Trump has used this particular attack before, calling Jeb Bush “a very low-energy kind of guy,” but questioning a competitor’s “energy” carries very different historical resonances when directed at an African American candidate.

By “energy” Trump seems to be referring to Carson’s calm demeanor and refusal to get into a shouting match with Trump and other candidates at the last Republican presidential debate. However, Carson operates under the same double bind as President Obama: that nothing kills white support of a black politician faster than seeming like an “angry black man.”


But the history of saying that blacks lack energy goes much deeper than merely a cultural fear of black anger. Whether Trump is aware of it or not, the notion that black men lack “energy” has been a canard of racism since colonial days.


According to American Saxonists, energy was on the short list of traits that Saxons possessed in a unique combination that rendered them superior to all other European and non-European ethnicities.

The full list included pride, intelligence, masculinity, and energy. “Pride” was supposedly what spurred Anglo-Americans to rebel against British tyranny, while a lack of pride was said to explain why blacks “submitted” to enslavement. A supposed lack of energy was said to explain black inability to compete with American free market capitalism.

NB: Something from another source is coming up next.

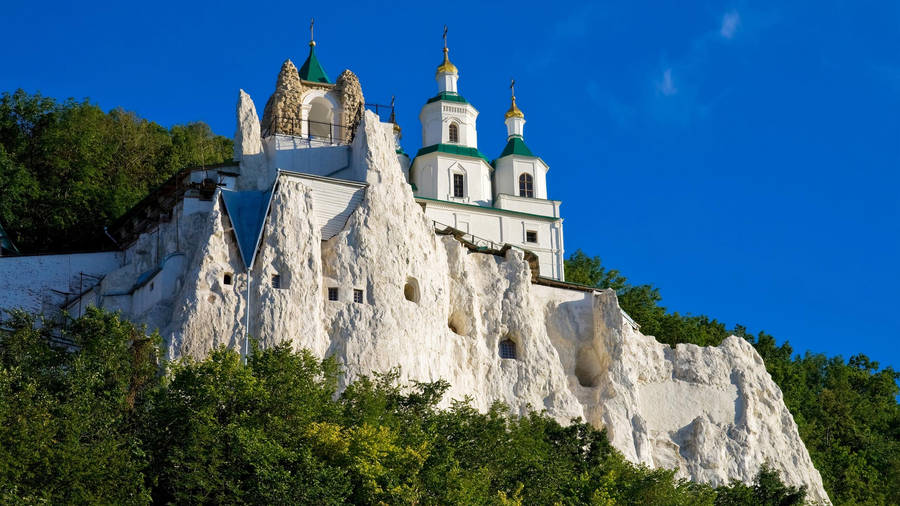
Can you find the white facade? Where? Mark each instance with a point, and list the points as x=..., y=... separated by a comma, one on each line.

An 1896 report on the condition of American negroes for the American Economic Association asserted that the race was characterized by “a lack of energy both physical and mental . . . and even in America under all the instigations of Aryan activity, the Negro race scarcely displays any voluntary energy of thought or work. It goes only so far as the whip of necessity drives . . . .”


Trump managed, in casting doubts on the African American candidate’s “energy,” to tap into hoary old racist stereotypes of Asians, as well. Trump’s claim that “Ben is a nice guy but . . . when you’re negotiating against China, and you’re negotiating against these Japanese guys that are going to come against you in waves . . . we need people that are really smart, that have tremendous deal-making skills and that have great, great energy.”

Trump’s invocation of hoards of wily Asians against whom only American whites can effectively stand up resembles nothing so much as Lothrop Stoddard’s 1920 work, The Rising Tide of Color Against White World-Supremacy. Stoddard warned that, “If white civilization goes down . . . it will be swamped by the triumphant colored races . . . If the present drift be not changed, we whites are all ultimately doomed.”